On the man's stumbling into the room, Lizzie rose to leave it.

'Don't go away, Miss Hexam,' he said in a submissive manner,
speaking thickly and with difficulty. 'Don't fly from unfortunate
man in shattered state of health. Give poor invalid honour of your
company. It ain't--ain't catching.'

Lizzie murmured that she had something to do in her own room,
and went away upstairs.

'How's my Jenny?' said the man, timidly. 'How's my Jenny Wren,
best of children, object dearest affections broken-hearted invalid?'

To which the person of the house, stretching out her arm in an
attitude of command, replied with irresponsive asperity: 'Go along
with you! Go along into your corner! Get into your corner
directly!'

The wretched spectacle made as if he would have offered some
remonstrance; but not venturing to resist the person of the house,
thought better of it, and went and sat down on a particular chair of
disgrace.

'Oh-h-h!' cried the person of the house, pointing her little finger,
'You bad old boy! Oh-h-h you naughty, wicked creature! WHAT
do you mean by it?'

The shaking figure, unnerved and disjointed from head to foot, put
out its two hands a little way, as making overtures of peace and
reconciliation. Abject tears stood in its eyes, and stained the
blotched red of its cheeks. The swollen lead-coloured under lip
trembled with a shameful whine. The whole indecorous
threadbare ruin, from the broken shoes to the prematurely-grey
scanty hair, grovelled. Not with any sense worthy to be called a
sense, of this dire reversal of the places of parent and child, but in
a pitiful expostulation to be let off from a scolding.

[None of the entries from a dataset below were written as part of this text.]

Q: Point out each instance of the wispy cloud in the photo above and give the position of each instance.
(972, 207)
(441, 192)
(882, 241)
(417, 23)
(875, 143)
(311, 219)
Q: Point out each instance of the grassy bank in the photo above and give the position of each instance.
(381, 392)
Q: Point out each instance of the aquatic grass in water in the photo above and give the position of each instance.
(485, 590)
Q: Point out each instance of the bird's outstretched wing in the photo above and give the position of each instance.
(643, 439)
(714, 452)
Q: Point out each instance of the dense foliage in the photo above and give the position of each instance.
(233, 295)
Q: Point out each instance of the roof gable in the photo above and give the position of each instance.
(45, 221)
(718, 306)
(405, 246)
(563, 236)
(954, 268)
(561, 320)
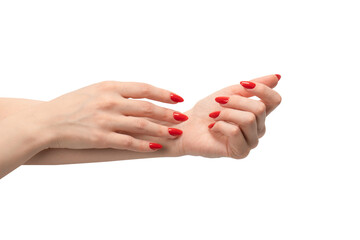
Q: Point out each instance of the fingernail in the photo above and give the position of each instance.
(214, 114)
(175, 131)
(247, 84)
(222, 100)
(176, 98)
(155, 146)
(180, 117)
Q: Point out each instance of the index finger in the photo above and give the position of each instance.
(268, 96)
(270, 80)
(144, 90)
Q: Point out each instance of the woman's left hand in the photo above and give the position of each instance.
(232, 127)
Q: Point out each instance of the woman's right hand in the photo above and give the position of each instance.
(102, 115)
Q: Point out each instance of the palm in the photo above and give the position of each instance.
(197, 138)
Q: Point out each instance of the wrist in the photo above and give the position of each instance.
(35, 131)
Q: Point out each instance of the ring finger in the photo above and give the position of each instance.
(246, 104)
(245, 120)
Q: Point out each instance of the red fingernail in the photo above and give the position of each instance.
(175, 131)
(247, 84)
(222, 100)
(176, 98)
(214, 114)
(180, 117)
(155, 146)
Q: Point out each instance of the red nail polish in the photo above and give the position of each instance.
(176, 98)
(247, 84)
(155, 146)
(222, 100)
(214, 114)
(180, 117)
(175, 131)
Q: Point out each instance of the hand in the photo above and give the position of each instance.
(102, 115)
(238, 126)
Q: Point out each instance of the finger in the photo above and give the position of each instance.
(126, 142)
(270, 97)
(144, 90)
(245, 120)
(141, 108)
(269, 80)
(246, 104)
(137, 125)
(237, 145)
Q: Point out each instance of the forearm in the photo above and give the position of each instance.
(21, 140)
(10, 106)
(70, 156)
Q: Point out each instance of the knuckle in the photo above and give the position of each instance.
(278, 99)
(261, 108)
(105, 103)
(254, 144)
(148, 108)
(98, 139)
(234, 131)
(128, 142)
(141, 124)
(145, 89)
(249, 119)
(262, 132)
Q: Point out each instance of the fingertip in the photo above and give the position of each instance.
(175, 132)
(176, 98)
(155, 146)
(248, 84)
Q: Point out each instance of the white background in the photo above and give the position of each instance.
(301, 182)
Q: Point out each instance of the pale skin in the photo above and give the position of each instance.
(81, 127)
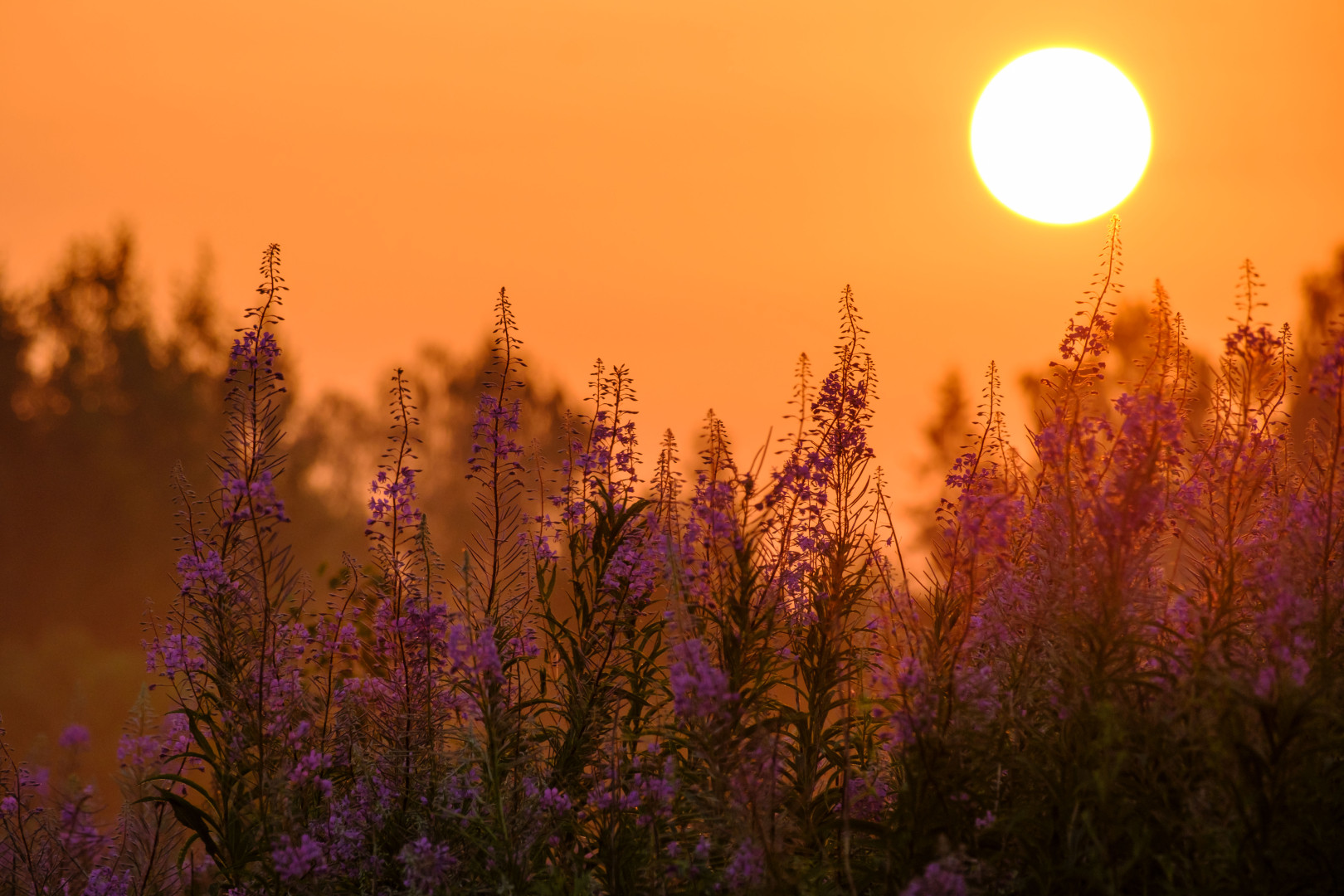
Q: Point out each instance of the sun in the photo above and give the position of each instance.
(1060, 136)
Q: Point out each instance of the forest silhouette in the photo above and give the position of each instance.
(99, 410)
(1109, 661)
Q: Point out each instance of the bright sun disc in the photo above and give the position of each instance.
(1060, 136)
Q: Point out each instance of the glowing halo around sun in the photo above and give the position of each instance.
(1060, 136)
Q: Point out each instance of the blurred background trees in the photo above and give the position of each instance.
(97, 407)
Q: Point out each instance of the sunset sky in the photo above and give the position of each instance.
(683, 187)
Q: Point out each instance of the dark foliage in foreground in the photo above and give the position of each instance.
(1118, 672)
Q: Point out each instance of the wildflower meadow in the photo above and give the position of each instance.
(1116, 670)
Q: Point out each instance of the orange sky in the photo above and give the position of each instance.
(683, 187)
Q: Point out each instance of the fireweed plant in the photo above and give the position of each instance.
(1118, 672)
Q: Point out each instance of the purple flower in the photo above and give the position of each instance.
(425, 864)
(299, 861)
(74, 738)
(102, 881)
(699, 688)
(746, 867)
(940, 879)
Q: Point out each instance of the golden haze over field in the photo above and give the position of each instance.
(680, 187)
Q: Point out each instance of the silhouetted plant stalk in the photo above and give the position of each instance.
(1116, 670)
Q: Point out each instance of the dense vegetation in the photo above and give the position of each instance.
(1118, 670)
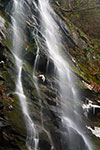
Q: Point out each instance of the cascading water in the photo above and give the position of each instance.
(18, 22)
(53, 47)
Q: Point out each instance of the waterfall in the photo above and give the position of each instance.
(53, 48)
(18, 22)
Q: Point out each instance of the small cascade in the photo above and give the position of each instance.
(18, 20)
(67, 90)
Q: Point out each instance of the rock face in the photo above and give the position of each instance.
(51, 132)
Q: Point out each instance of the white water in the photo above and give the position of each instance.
(18, 21)
(52, 35)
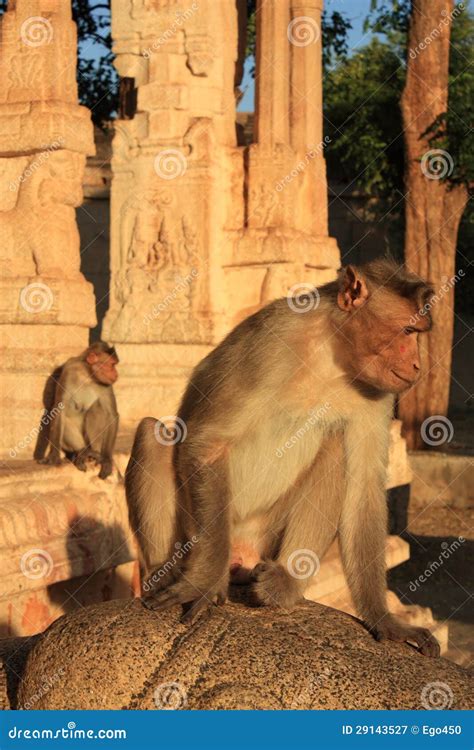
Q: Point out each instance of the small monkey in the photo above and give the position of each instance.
(287, 446)
(85, 419)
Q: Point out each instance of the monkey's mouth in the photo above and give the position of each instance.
(405, 380)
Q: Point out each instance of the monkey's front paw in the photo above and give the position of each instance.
(273, 586)
(393, 630)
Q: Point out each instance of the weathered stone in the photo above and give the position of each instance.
(443, 479)
(205, 232)
(121, 655)
(65, 542)
(46, 306)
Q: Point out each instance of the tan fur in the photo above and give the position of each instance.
(287, 443)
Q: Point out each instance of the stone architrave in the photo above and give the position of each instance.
(46, 305)
(204, 232)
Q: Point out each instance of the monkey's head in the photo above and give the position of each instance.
(386, 309)
(102, 360)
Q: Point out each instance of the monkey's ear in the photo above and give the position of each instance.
(92, 358)
(353, 290)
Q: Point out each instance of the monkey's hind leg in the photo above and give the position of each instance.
(313, 508)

'I know your tricks and your manners,' cried Miss Wren. 'I know
where you've been to!' (which indeed it did not require
discernment to discover). 'Oh, you disgraceful old chap!'

The very breathing of the figure was contemptible, as it laboured
and rattled in that operation, like a blundering clock.

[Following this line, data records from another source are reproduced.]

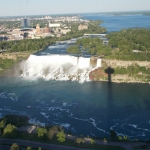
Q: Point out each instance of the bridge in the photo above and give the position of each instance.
(94, 34)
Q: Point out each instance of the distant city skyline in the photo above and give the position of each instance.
(44, 7)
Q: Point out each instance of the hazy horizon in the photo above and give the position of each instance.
(47, 7)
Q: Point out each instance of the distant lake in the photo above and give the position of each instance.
(116, 23)
(89, 108)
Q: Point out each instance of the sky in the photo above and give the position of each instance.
(44, 7)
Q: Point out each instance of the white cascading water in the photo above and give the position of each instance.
(58, 67)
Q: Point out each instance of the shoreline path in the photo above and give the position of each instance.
(127, 146)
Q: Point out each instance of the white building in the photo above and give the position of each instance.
(54, 25)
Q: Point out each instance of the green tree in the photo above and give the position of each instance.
(79, 140)
(53, 130)
(113, 134)
(41, 132)
(61, 136)
(2, 124)
(92, 141)
(120, 138)
(14, 146)
(9, 130)
(29, 148)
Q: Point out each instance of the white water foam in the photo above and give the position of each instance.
(58, 67)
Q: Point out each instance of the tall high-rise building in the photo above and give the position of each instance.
(25, 22)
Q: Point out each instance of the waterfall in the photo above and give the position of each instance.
(59, 67)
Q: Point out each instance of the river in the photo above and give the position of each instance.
(83, 108)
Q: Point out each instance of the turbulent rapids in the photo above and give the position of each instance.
(59, 67)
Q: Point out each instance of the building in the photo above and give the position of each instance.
(54, 25)
(46, 30)
(65, 31)
(25, 22)
(82, 27)
(38, 30)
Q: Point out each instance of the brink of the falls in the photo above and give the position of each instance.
(59, 67)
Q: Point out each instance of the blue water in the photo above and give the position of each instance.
(116, 23)
(90, 108)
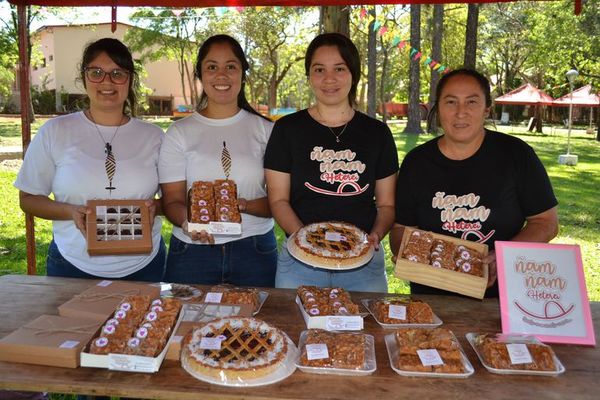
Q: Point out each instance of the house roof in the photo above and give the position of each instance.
(525, 95)
(581, 97)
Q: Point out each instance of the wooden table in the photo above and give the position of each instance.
(24, 298)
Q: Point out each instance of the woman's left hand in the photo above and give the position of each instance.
(490, 260)
(152, 210)
(374, 240)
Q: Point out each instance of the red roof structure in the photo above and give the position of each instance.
(525, 95)
(582, 97)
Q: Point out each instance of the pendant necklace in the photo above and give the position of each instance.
(337, 135)
(110, 164)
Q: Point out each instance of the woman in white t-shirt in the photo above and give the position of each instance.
(100, 153)
(192, 152)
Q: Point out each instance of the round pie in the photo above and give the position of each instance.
(332, 245)
(249, 348)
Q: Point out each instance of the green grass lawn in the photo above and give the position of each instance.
(576, 189)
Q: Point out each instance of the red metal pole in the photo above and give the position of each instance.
(26, 123)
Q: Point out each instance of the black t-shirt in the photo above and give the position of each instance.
(483, 198)
(332, 181)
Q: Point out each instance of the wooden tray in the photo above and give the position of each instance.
(453, 281)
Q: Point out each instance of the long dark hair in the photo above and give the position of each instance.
(121, 56)
(482, 81)
(238, 52)
(348, 52)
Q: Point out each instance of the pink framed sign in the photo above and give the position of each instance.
(543, 292)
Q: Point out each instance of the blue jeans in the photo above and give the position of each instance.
(292, 273)
(57, 265)
(251, 261)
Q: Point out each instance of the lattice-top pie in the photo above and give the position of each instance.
(332, 244)
(249, 348)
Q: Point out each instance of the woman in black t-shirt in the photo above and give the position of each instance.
(471, 182)
(331, 162)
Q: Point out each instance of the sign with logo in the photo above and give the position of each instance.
(543, 292)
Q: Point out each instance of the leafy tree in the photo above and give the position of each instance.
(413, 124)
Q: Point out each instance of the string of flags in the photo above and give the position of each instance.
(414, 54)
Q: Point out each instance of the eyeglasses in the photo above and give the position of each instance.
(96, 75)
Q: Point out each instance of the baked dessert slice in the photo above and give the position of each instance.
(249, 348)
(331, 245)
(495, 354)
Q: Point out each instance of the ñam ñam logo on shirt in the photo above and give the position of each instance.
(461, 214)
(338, 167)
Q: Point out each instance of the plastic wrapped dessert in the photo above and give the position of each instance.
(514, 354)
(401, 311)
(343, 353)
(227, 294)
(234, 349)
(331, 245)
(326, 301)
(427, 352)
(423, 248)
(214, 202)
(138, 326)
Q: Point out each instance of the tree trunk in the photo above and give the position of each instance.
(384, 65)
(372, 68)
(414, 107)
(436, 54)
(335, 19)
(471, 36)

'Slave, slave, slave, from morning to night,' pursued the person of
the house, 'and all for this! WHAT do you mean by it?'

There was something in that emphasized 'What,' which absurdly
frightened the figure. As often as the person of the house worked
her way round to it--even as soon as he saw that it was coming--
he collapsed in an extra degree.

'I wish you had been taken up, and locked up,' said the person of
the house. 'I wish you had been poked into cells and black holes,
and run over by rats and spiders and beetles. I know their tricks
and their manners, and they'd have tickled you nicely. Ain't you
ashamed of yourself?'

'Yes, my dear,' stammered the father.

'Then,' said the person of the house, terrifying him by a grand
muster of her spirits and forces before recurring to the emphatic
word, 'WHAT do you mean by it?'

'Circumstances over which had no control,' was the miserable
creature's plea in extenuation.

'I'LL circumstance you and control you too,' retorted the person of
the house, speaking with vehement sharpness, 'if you talk in that
way. I'll give you in charge to the police, and have you fined five
shillings when you can't pay, and then I won't pay the money for
you, and you'll be transported for life. How should you like to be
transported for life?'

'Shouldn't like it. Poor shattered invalid. Trouble nobody long,'
cried the wretched figure.

'Come, come!' said the person of the house, tapping the table near
her in a business-like manner, and shaking her head and her chin;
'you know what you've got to do. Put down your money this
instant.'

The obedient figure began to rummage in its pockets.

'Spent a fortune out of your wages, I'll be bound!' said the person
of the house. 'Put it here! All you've got left! Every farthing!'

Such a business as he made of collecting it from his dogs'-eared
pockets; of expecting it in this pocket, and not finding it; of not
expecting it in that pocket, and passing it over; of finding no
pocket where that other pocket ought to be!

'Is this all?' demanded the person of the house, when a confused
heap of pence and shillings lay on the table.